秋の出羽路を旅していると、あちらこちらの河原から煙が上がっているのを目にする。はて、バーベキューでもやっているのかな、と思うと、さにあらず。河原に持ち出されているのは鉄板ではなくて大きな鍋。山形名物「芋煮会」である。山形を中心に、秋のみちのくではおなじみの風景だそうだが、他国の者にはちょっと珍しい。
芋煮会の主役の芋は「里芋(さといも)」。秋の俳句歳時記で単に「芋」といえば、この「里芋」のこと。ちなみにさつま芋は「甘藷(かんしょ)」。
収穫されたばかりの里芋を大量に使い、牛肉あるいは豚肉、きのこ、季節の野菜などを具に、しょうゆ味やみそ味で煮る。芋を煮て食べる会なので「芋煮会」とは、なんともストレートな呼称だが、庶民の楽しみとしては、それでいいのだろう。ただ、たとえば西日本の人にとっては、鍋で芋を「煮る」という言い方はどうもなじまない。それは、芋を「炊く」となるはずだが、西日本の河原で「芋炊き会」をやっているというのは、あまり聞いたことがない。あったとしても小規模で、東北の人々のように、春の花見に匹敵するような大宴会スタイルではやっていないだろう。
この芋煮会が、みちのく、東北地方に広がっているのは、秋の収穫物である里芋の保存法が未発達だった頃に始まったから、という説がある。つまり、昔、寒冷の地、東北では里芋を越冬貯蔵するのが難しく、それならば秋のうちに大いに食べておこうとしたものだ、とするもの。芋煮の集いは、たぶんに収穫祭的な意味もあったのではないか。
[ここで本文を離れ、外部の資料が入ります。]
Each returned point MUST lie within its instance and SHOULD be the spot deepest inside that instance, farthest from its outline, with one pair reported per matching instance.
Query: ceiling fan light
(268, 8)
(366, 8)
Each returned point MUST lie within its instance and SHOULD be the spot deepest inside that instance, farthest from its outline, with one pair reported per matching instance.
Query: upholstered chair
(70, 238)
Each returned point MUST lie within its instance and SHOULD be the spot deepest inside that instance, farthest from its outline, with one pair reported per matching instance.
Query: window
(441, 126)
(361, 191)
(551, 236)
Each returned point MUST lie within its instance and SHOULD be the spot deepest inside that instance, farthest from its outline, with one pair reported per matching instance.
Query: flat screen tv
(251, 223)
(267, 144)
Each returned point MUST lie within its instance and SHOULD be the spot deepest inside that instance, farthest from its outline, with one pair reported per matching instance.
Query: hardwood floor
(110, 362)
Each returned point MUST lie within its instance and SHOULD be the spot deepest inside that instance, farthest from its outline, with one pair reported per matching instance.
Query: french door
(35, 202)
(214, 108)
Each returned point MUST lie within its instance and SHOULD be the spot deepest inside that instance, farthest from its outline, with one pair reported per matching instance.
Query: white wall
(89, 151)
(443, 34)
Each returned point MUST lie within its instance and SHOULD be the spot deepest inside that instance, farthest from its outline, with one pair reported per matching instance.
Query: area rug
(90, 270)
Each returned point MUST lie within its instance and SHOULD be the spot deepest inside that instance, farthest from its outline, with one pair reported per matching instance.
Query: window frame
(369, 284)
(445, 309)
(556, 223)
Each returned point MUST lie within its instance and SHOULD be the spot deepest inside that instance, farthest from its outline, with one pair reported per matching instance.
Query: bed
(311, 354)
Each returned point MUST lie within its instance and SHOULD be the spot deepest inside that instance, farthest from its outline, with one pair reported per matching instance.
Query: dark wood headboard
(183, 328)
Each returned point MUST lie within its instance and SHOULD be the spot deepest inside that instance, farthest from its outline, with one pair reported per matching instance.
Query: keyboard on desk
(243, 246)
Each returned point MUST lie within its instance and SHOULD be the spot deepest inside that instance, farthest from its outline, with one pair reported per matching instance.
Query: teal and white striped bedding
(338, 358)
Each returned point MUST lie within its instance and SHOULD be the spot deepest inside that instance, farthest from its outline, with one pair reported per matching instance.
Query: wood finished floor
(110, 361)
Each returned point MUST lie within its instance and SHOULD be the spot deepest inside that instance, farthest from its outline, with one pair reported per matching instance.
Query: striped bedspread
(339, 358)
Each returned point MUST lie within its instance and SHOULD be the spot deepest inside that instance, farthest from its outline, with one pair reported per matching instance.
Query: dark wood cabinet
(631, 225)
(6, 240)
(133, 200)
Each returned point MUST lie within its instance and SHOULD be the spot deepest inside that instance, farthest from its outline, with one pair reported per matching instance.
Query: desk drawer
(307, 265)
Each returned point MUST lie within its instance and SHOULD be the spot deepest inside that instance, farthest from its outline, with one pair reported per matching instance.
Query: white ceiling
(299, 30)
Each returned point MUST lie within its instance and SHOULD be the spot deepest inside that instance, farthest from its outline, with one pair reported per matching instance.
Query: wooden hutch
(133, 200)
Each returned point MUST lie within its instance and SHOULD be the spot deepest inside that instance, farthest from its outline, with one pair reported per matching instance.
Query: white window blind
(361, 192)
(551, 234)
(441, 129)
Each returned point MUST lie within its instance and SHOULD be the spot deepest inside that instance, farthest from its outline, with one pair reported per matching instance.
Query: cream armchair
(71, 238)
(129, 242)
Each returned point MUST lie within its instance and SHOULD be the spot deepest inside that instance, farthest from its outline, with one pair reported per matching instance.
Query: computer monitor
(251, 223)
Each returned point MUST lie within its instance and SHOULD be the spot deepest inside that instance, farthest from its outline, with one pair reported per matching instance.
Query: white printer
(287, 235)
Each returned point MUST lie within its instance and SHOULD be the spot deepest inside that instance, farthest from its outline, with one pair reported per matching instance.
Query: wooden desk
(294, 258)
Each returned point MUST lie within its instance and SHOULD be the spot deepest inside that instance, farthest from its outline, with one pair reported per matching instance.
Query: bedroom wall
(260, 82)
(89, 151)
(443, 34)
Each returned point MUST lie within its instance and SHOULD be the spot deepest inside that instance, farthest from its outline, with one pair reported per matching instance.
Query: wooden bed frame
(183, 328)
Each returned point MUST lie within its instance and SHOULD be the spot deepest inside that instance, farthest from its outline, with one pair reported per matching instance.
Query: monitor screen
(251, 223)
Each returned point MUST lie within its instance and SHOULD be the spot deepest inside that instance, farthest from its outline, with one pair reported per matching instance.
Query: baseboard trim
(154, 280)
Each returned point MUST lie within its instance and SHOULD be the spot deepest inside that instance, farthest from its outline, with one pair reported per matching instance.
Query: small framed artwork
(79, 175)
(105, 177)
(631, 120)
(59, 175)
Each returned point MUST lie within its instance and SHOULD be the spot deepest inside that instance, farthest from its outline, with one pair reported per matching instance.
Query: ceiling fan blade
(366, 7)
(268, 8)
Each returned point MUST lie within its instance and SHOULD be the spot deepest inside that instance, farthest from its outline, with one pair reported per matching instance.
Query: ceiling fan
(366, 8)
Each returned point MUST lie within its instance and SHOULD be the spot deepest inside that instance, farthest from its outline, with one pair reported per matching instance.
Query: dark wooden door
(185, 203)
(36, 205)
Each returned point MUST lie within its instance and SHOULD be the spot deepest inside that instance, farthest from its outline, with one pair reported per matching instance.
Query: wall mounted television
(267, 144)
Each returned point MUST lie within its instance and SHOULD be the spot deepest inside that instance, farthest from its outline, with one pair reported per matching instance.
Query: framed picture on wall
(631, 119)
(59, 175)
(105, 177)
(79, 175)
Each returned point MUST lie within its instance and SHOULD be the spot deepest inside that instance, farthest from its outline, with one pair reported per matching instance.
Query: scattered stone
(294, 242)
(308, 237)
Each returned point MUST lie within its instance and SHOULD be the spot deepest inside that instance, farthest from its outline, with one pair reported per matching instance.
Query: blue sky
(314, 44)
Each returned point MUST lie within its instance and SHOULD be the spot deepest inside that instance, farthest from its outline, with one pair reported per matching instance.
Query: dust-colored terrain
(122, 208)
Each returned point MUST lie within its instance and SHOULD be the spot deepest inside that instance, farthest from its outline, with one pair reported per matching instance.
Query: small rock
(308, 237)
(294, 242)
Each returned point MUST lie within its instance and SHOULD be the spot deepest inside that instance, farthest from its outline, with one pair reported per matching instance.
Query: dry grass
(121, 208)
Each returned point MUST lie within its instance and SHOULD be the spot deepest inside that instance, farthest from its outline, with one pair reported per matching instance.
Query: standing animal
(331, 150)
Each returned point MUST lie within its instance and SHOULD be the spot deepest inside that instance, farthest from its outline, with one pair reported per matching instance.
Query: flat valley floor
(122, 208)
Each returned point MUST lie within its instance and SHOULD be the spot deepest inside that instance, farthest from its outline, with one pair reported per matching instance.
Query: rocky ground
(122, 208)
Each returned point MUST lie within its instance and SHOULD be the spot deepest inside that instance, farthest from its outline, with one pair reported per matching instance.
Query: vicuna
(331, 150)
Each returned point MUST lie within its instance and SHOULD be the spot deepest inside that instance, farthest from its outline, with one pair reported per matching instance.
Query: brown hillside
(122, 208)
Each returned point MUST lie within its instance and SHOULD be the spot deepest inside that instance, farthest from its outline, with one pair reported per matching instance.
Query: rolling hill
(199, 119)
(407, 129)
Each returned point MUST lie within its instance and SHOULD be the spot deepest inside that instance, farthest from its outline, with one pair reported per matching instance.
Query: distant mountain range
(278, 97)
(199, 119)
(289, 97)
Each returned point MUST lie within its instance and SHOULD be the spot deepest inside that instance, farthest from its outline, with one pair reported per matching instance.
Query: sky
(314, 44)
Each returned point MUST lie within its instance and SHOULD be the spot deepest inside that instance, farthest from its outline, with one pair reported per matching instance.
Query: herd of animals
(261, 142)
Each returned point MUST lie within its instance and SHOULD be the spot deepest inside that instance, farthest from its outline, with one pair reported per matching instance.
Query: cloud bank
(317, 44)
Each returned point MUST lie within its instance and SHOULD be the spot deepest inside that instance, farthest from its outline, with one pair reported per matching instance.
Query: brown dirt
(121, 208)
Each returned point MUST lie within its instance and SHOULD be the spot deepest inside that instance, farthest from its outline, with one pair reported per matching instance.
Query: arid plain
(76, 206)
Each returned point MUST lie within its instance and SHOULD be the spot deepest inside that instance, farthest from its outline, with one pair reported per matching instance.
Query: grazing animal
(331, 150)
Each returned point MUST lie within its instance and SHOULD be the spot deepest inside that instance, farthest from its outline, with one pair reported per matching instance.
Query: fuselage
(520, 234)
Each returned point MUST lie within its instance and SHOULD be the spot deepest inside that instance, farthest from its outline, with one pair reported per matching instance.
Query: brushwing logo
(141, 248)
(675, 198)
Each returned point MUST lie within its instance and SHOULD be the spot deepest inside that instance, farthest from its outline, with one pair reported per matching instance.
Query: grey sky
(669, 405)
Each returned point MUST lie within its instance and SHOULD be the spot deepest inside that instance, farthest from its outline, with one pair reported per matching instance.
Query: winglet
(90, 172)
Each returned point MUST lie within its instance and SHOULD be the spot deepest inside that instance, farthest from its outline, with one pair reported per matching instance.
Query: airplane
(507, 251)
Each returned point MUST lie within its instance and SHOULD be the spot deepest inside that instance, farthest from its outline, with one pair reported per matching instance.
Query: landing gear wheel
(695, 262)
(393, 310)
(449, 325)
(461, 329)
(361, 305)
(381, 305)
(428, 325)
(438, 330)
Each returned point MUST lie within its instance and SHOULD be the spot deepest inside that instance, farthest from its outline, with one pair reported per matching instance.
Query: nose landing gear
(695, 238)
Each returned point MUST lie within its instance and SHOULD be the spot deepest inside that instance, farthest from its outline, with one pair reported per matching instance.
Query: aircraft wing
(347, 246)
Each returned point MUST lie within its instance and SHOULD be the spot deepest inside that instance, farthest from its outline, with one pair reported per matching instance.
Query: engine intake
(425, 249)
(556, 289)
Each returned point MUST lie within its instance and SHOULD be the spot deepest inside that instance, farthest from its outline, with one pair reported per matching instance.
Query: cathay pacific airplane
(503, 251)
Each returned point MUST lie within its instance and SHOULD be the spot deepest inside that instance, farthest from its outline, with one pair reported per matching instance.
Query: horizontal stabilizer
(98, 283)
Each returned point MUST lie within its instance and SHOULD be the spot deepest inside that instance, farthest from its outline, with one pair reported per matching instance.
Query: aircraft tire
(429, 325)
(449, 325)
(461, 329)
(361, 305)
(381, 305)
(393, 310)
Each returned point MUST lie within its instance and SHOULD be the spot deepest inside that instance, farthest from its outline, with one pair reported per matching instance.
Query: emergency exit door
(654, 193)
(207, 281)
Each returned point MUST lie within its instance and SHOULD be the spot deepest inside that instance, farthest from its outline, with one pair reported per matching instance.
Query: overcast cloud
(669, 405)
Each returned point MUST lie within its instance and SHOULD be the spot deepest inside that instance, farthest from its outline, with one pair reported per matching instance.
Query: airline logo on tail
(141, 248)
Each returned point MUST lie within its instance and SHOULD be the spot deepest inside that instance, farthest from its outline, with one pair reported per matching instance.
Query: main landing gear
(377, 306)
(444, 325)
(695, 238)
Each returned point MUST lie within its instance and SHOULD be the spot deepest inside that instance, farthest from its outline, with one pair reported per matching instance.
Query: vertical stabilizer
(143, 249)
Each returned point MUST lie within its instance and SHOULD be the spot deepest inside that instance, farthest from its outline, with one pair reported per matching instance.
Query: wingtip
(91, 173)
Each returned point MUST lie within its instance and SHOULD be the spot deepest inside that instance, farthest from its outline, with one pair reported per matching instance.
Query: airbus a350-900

発祥については諸説あるが、一つは酒田市を中心に発達した最上川舟運の船頭たちの野宴鍋に発するというもの。山形県中山町(なかやままち)には大正時代まで、船頭たちの「鍋掛松(なべかけまつ)」が残っていたという。東北の中でも、この山形が、「芋煮会の本場」と称し「日本一の芋煮会フェスティバル」を催すなど、最も熱心なようである。